Warning that second and third waves of the coronavirus pandemic were ‘inevitable’, Sindh Health Minister Dr Azra Fazal Pechuho claimed that the pandemic could continue for a year as she cautioned lawmakers to make decisions according to the gravity of the situation.
Addressing the Sindh Assembly session on Wednesday, Pechuho dismissed the notion that she had gone into hiding. “I work around the clock. I don’t heed such propaganda,” she responded.
Adding that the Sindh government had boosted its daily testing capacity for the virus to 18,000, she maintained that the Centre and other provinces were not taking the pandemic seriously.
The minister claimed that around 178 people had contracted the disease while collecting funds from the Ehsaas Emergency Cash Programme centres, insisting that despite repeated warnings, the federal government and Pakistan Tehreek-e-Insaf (PTI) leaders had turned a blind eye to complying with the standard operating procedures.
In response to criticism from opposition MPAs, she maintained that her department had completed around 140 health projects in the outgoing year. Accusing the Centre of ‘stepmotherly’ treatment, she accused it of illegally taking over three major hospitals of the province – Jinnah Postgraduate Medical Centre, National Institute of Cardiovascular Diseases (NICVD) and National Institute of Child Health.
“We have invested huge amounts of money on these hospitals. This can be gauged from the fact that around 1 million people were treated for free at the NICVD last year,” she asserted.
Rebutting the opposition’s contention that funds had not been allocated for Karachi, she said Rs59 billion had been set aside for development and non-development expenditure in the provincial capital.
Turning to reports about shortages of rabies vaccines in Sindh, she said these were baseless, adding that there had been a shortage some time ago because of the Centre’s failure to procure these vaccines but now there were 71,000 available in various districts.
Earlier, Grand Democratic Alliance lawmaker Nand Kumar Goklani highlighted the forced conversion of Hindu girls, while also demanding the construction of a canal to provide drinking water to Tharparkar.
Drawing the house’s attention to the trend of suicides in the desert region and other parts of lower Sindh, he claimed that poverty and unemployment accounted for most of these.

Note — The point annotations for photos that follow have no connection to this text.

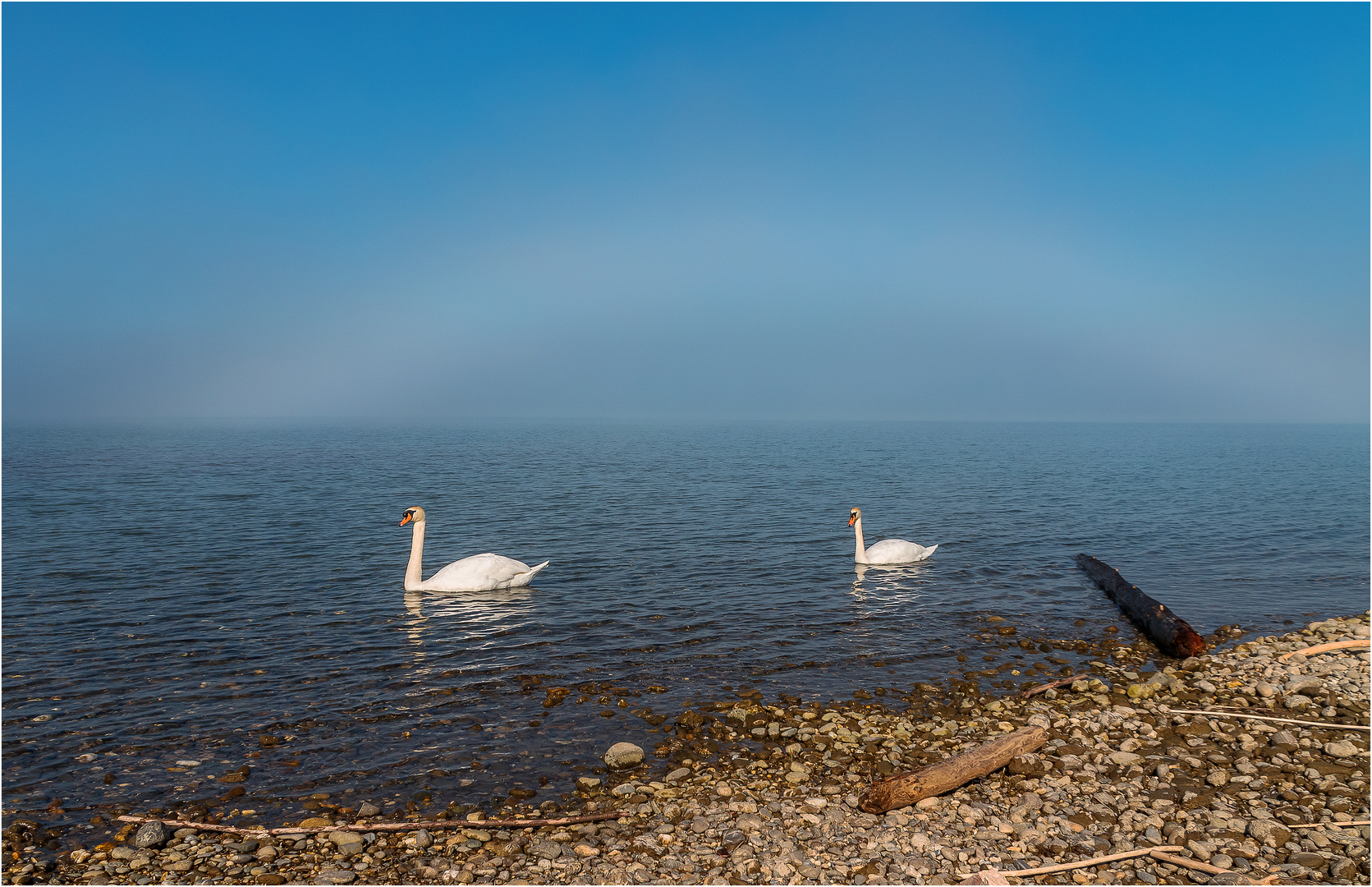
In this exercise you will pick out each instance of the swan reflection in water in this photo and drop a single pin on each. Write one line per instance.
(464, 625)
(881, 586)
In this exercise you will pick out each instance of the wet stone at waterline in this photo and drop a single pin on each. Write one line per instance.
(1113, 778)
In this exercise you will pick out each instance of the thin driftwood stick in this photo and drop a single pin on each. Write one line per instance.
(906, 788)
(1061, 682)
(1324, 648)
(380, 827)
(1157, 853)
(1259, 717)
(1081, 864)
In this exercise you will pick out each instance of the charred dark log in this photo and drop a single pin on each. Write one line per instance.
(1169, 631)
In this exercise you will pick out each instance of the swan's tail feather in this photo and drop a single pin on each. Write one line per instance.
(529, 577)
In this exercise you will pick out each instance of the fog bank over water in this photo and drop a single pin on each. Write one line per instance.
(1126, 213)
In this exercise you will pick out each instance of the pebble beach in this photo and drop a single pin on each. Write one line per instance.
(1143, 751)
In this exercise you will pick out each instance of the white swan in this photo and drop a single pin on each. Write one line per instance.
(887, 551)
(480, 572)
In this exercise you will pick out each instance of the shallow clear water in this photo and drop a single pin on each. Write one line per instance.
(177, 592)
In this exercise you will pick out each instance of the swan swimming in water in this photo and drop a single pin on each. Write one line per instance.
(887, 551)
(480, 572)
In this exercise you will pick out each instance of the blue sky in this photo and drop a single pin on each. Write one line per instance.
(1013, 212)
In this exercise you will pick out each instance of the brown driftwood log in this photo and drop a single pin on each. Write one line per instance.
(380, 827)
(1169, 631)
(906, 788)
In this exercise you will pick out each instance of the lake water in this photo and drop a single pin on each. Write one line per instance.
(233, 594)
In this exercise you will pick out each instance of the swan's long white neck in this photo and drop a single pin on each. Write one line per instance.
(415, 570)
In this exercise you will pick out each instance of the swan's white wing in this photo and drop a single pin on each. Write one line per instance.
(482, 572)
(897, 551)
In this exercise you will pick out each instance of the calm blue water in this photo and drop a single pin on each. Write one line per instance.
(176, 592)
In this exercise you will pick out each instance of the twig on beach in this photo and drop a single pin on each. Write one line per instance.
(1324, 648)
(1259, 717)
(906, 788)
(1157, 853)
(1061, 682)
(1083, 864)
(382, 827)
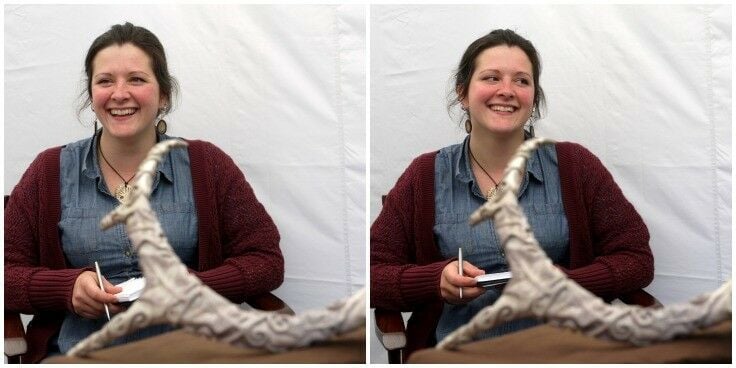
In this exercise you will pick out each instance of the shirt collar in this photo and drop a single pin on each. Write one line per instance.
(464, 173)
(91, 167)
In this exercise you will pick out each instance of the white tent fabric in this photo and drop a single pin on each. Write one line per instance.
(645, 88)
(281, 89)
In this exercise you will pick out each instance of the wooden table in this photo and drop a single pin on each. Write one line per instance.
(548, 344)
(184, 347)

“Every year, the Sindh government passes a budget of trillions of rupees but it has failed to address the issue of poverty in the province,” he pointed out. “We are tired of hearing about packages for the youth. After getting degrees, they run from pillar to post for jobs. Out of frustration, they end up committing suicide or take the law into their own hands.”

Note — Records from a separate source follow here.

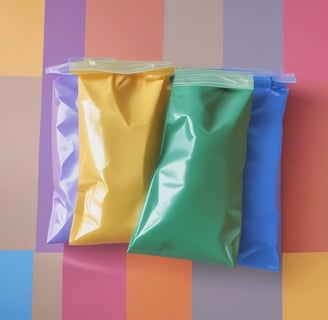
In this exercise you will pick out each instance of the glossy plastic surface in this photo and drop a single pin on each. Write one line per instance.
(260, 239)
(194, 204)
(121, 119)
(65, 149)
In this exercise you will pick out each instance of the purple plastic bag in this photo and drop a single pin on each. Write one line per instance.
(65, 150)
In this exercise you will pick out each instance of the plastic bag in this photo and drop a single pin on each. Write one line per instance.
(260, 238)
(64, 156)
(122, 107)
(194, 204)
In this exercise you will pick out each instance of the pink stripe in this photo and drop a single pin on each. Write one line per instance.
(94, 282)
(305, 39)
(125, 29)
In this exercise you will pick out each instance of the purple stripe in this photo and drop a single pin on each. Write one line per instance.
(243, 293)
(63, 38)
(252, 33)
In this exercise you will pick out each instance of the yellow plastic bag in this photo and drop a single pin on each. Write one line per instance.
(122, 107)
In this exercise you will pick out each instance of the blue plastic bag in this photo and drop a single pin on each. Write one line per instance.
(260, 238)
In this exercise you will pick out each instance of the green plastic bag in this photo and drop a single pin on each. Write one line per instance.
(193, 208)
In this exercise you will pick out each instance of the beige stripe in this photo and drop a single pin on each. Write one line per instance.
(47, 286)
(19, 142)
(193, 32)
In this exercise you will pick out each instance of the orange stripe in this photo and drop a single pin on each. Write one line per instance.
(304, 168)
(124, 29)
(21, 37)
(158, 288)
(305, 283)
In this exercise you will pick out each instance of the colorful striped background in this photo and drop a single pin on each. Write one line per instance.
(39, 281)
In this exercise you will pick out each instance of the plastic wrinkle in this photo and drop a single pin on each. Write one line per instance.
(193, 206)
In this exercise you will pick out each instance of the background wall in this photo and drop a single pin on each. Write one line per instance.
(46, 280)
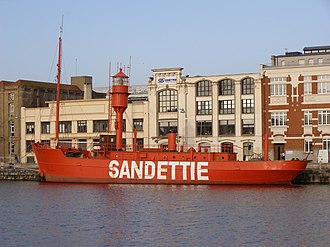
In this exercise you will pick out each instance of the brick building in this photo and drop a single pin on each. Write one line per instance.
(31, 94)
(296, 103)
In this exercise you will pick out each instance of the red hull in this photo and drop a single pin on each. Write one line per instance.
(163, 168)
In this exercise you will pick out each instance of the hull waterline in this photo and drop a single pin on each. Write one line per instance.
(162, 168)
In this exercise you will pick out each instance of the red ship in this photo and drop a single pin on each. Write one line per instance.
(154, 165)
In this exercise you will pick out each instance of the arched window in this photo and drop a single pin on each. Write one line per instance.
(247, 149)
(226, 87)
(227, 147)
(248, 86)
(204, 88)
(168, 101)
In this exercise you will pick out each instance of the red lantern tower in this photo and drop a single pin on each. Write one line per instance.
(119, 101)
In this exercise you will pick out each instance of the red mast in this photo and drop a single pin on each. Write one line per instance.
(58, 88)
(119, 102)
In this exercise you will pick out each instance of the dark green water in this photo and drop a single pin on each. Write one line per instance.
(43, 214)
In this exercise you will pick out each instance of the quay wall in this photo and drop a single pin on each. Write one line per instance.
(18, 173)
(314, 174)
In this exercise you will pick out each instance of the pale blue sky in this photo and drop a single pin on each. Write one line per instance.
(205, 37)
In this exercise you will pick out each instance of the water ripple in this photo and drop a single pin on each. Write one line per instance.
(41, 214)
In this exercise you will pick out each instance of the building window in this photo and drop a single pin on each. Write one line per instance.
(168, 101)
(204, 88)
(226, 87)
(204, 128)
(324, 117)
(138, 124)
(45, 127)
(326, 143)
(247, 127)
(323, 87)
(247, 106)
(82, 126)
(29, 128)
(308, 118)
(124, 125)
(308, 146)
(226, 107)
(139, 143)
(247, 86)
(278, 89)
(11, 96)
(100, 125)
(65, 127)
(28, 148)
(247, 149)
(278, 119)
(168, 127)
(227, 147)
(30, 159)
(307, 88)
(227, 127)
(204, 107)
(82, 144)
(46, 142)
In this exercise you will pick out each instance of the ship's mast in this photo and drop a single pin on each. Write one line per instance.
(119, 101)
(58, 88)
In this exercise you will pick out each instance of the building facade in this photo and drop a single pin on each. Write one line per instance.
(23, 93)
(287, 102)
(83, 123)
(218, 113)
(296, 103)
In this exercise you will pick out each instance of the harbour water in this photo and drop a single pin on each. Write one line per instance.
(44, 214)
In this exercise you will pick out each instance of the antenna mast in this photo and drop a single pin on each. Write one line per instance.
(109, 107)
(58, 88)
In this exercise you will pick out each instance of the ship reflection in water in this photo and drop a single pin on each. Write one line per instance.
(43, 214)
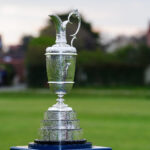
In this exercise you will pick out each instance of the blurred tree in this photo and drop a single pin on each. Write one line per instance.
(86, 38)
(35, 61)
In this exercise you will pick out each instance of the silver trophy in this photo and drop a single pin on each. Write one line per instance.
(60, 122)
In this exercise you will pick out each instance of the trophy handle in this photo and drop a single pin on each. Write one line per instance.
(76, 14)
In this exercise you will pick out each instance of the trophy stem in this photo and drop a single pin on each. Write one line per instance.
(60, 106)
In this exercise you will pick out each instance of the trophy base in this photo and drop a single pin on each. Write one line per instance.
(85, 146)
(60, 142)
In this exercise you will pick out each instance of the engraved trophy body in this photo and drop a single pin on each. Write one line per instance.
(60, 129)
(60, 123)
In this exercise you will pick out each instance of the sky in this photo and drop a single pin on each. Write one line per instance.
(111, 17)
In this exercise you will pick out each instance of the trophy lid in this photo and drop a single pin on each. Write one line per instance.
(61, 45)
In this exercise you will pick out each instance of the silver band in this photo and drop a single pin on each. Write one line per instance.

Criticising the province’s anti-corruption authorities, he said it only targeted the Pakistan Peoples Party’s (PPP) opponents and demanded an independent authority for this purpose.
Meanwhile, PTI’s Rabistan Khan questioned why the provincial government had not appointed a finance minister, leaving the portfolio with Sindh Chief Minister Syed Murad Ali Shah. “I think he has been given the department because of his expertise in juggling words and embezzling funds,” he remarked, adding that the budget was generated from the taxes of the people and should not be the property of the ruling elite.
Claiming that any PPP minister hoping to bring about change in Sindh was removed, he pointed to former education minister Sardar Shah as an example. “His activism did not suit the PPP leadership and they removed him from the education ministry.”
Focusing on the question of Karachi, Muttahida Qaumi Movement’s Mohammad Hussain claimed the Sindh government had collected around Rs6.74 trillion from the metropolis in the last 12 years but hadn’t even spent Rs150 billion on it.